July 10, 2020, 18:15

China Stops All Meat Imports From Canada Amid Strained Bilateral Ties

China Stops All Meat Imports From Canada Amid Strained Bilateral Ties

Beijing’s attitude towards Ottawa soured in December 2018, when Huawei executive Meng Wanzhou was detained in Vancouver at Washington’s request. The incident was followed by China’s arrest of two Canadian nationals who were accused of spying.

China has stopped importing meat from Canada, the National Post, a Canadian newspaper, cited an unnamed spokesman for the Chinese embassy as saying.

The spokesman explained that the decision comes after the feed additive “ractopamine”, which is permitted in Canada but banned in China, was found in Canadian pork shipments.

He added that about 188 “forged” veterinary certificates were delivered to “the Chinese regulatory authorities through Canada’s official certificate notification channel”, which the spokesman claimed indicates that there are “obvious safety loopholes” in the Canadian meat export supervision system.

“In order to protect the safety of Chinese consumers, China has taken urgent preventive measures and requested the Canadian government to suspend the issuance of certificates for meat exported to China, effective June 25,” he pointed out.

The Canadian Department of Agriculture and Agri-Food did not comment on China’s move, but referred to “inauthentic certificates” as a “technical issue”, which the Department said is already being investigated by law enforcement agencies.

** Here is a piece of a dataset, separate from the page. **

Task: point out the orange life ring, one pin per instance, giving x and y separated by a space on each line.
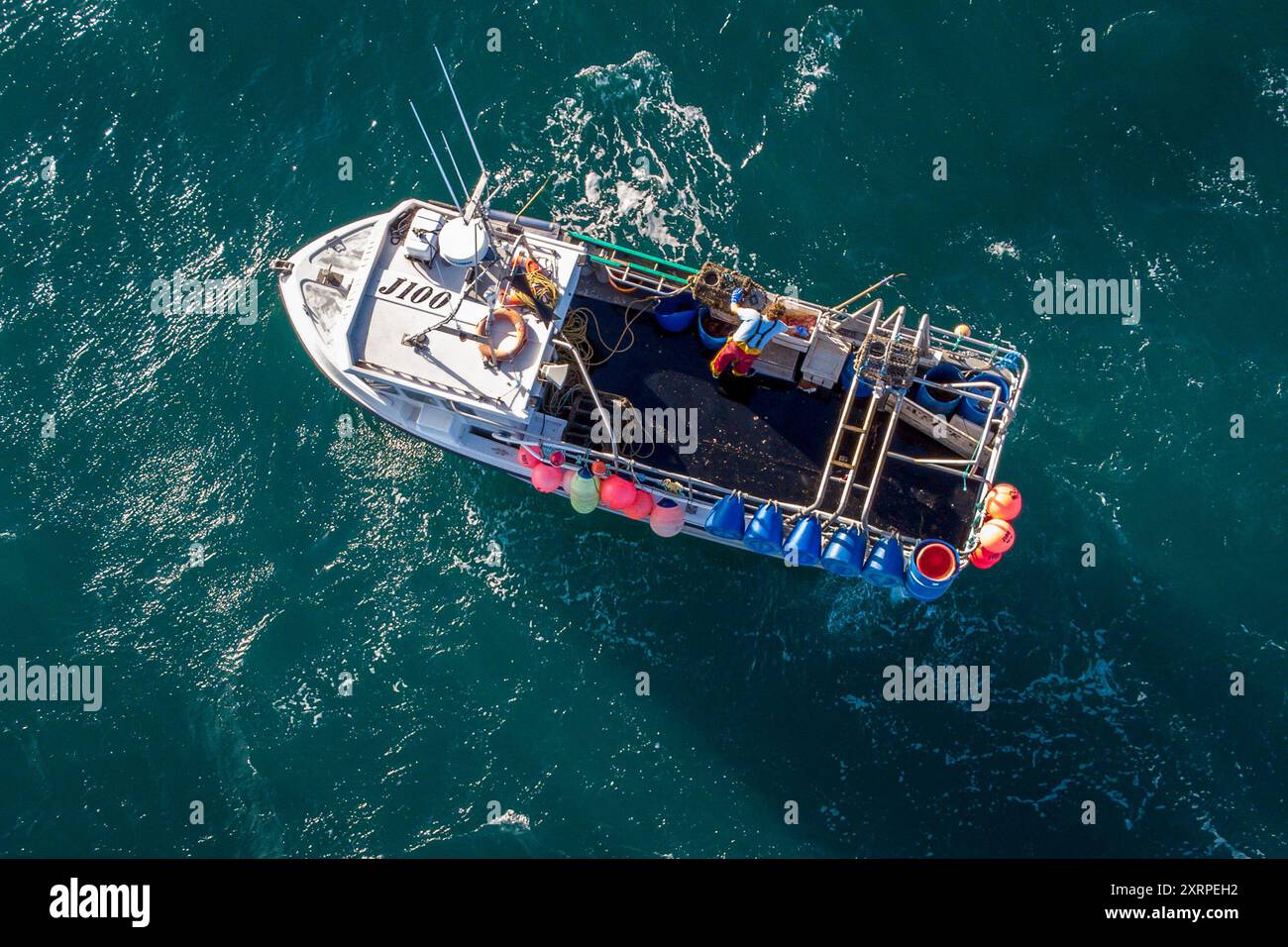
513 344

Canadian Agriculture Minister Marie-Claude Bibeau, for her part, reportedly pledged that the government will “always stand shoulder to shoulder with our producers and workers, who export the finest products around the world”.

The developments come amid a chill in Canadian-Chinese relations which worsened after the arrest of Meng Wanzhou, the chief financial officer of Chinese tech giant Huawei. She was detained in Vancouver in December 2018 at the request of US authorities on suspicion of violating Washington’s Iran sanctions. Beijing responded by detaining two Canadian nationals, Michael Kovrig and Michael Spravor, on suspicion of violating Chinese national security. Beijing, however, denies that this move, which was described by Ottawa as “illegal and arbitrary”, was related to Meng’s arrest.

China is normally the world’s second-largest customer of Canadian pork, and Canadian beef exports to China were reportedly worth $63 million year-to-date.